We also checked out a new Tibetan restaurant in Northampton. Pretty good. When I got home, I tried to replicate the potato dish that I had with some success (using garlic and ginger sauteed in butter and simmered in a small amount of liquid).
Recently we have watched a lot of movies; all of them show the deep, complex landscapes. Down by law was great, although Benigni carried the second half. The outdoor scenes are wonderful, showing the depth of the urban blocks in Louisiana. Talk about inventing traditions, we finally watched Lawrence of Arabia. The story was paced perfectly, allowing the viewer to fall in love with the vast deserts and high mountains. Finally, the Scottish film Ratcatcher, shows the claustrophobia of youth trapped in Glasgow in the 1970s. It takes place during a strike by garbage collectors that affects the health of the large tenements in which the main characters live. Their lives evolve around an unused, infested canal that cuts through their neighborhood, taking their children and making them ill (mostly morally). The director went out of her way to show the cruelty of the children (something that bothered me). Nevertheless, an excellent film. (I wonder: do the English tease the Scots about how they speak as Americans tease Canadians?)
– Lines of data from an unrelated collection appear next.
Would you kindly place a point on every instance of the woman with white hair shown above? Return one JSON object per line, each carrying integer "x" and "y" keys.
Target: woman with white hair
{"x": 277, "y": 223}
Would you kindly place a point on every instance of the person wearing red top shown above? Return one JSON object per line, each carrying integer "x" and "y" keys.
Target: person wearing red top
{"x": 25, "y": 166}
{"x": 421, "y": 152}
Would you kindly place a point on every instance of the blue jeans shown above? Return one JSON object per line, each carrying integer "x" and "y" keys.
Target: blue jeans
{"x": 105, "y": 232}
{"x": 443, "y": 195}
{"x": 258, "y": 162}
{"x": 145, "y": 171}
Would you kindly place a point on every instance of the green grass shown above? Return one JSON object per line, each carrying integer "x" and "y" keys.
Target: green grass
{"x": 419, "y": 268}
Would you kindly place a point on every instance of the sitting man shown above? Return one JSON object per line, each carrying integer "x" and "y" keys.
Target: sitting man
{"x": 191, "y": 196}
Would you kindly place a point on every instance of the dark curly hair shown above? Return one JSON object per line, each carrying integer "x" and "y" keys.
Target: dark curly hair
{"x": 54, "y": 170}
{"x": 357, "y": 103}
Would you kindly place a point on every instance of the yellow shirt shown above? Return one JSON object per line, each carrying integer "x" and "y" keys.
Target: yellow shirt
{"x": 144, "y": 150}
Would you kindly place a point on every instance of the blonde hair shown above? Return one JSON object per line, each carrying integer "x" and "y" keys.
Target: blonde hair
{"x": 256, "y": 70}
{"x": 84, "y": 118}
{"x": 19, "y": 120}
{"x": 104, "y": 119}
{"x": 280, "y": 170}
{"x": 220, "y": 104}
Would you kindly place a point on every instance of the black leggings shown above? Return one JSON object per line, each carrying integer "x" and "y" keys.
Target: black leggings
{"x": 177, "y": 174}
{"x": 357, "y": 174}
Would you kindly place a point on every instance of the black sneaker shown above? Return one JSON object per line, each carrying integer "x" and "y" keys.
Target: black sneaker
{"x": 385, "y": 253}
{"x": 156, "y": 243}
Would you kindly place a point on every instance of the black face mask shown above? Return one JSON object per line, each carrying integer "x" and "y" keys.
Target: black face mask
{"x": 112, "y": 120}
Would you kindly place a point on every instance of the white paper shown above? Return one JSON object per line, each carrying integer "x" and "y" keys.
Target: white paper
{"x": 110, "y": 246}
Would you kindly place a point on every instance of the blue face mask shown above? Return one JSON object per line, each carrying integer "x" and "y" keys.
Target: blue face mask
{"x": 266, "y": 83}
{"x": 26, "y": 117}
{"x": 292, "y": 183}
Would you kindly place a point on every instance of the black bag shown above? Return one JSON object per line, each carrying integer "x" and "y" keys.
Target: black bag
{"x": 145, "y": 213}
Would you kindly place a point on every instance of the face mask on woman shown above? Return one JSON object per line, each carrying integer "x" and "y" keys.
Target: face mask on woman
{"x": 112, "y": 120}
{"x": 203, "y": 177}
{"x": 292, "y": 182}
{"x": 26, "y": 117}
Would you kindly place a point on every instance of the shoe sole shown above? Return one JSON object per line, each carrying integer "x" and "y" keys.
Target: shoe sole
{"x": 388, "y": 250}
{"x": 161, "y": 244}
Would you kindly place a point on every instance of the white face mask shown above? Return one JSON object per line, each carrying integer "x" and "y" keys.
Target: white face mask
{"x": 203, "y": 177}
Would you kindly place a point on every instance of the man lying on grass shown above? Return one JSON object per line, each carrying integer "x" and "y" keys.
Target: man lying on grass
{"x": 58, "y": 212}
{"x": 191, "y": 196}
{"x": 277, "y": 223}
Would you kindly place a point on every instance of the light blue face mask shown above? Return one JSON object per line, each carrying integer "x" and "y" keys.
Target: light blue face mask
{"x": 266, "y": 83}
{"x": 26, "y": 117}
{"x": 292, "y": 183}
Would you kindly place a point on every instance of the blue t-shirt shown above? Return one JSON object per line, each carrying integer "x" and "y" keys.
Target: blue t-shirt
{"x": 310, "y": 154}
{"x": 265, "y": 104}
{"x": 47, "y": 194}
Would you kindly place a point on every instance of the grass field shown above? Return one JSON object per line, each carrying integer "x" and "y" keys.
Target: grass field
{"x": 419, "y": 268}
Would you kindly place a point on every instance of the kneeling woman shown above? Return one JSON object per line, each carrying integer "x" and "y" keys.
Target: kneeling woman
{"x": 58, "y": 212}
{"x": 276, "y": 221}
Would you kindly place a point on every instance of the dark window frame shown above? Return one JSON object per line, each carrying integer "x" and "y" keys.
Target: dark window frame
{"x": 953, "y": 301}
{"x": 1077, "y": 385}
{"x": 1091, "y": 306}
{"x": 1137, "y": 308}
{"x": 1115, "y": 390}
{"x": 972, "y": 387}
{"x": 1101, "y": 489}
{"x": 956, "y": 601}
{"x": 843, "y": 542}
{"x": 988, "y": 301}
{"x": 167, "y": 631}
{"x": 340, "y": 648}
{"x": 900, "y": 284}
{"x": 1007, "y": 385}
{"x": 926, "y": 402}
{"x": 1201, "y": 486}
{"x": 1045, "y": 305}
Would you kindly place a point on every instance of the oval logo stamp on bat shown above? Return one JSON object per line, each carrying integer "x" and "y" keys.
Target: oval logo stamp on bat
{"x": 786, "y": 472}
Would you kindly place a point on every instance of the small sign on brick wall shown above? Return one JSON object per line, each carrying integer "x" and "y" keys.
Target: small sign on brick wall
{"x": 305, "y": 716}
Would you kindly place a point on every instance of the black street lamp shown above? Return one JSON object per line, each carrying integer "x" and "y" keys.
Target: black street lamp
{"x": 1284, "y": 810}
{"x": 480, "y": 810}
The death of me will be the South Park movie. Comedy Central shows it twice a month, and every time my wife and I get sucked in. We must watch at least long enough to see Cartman tell his math teacher to "suck his balls."
Claire points out two reviews of books on Weimar Berlin, that romanticized city of decadent cosmopolitanism. The milieu of cabarets and experimental arts has made a big comeback in historical studies, especially as people have returned to the relationship of art and politics. How funny that the ewige junge Stadt (eternally youthful city) would not shape Germany for almost six decades; all the ideas would come from the south (Munich and Vienna), the east (Moscow), and west (Bonn, Frankfurt and Paris).
Whiskey River has a post about the meaning of landscape in Chinese culture and how it references specific topographic features and their symbolic use.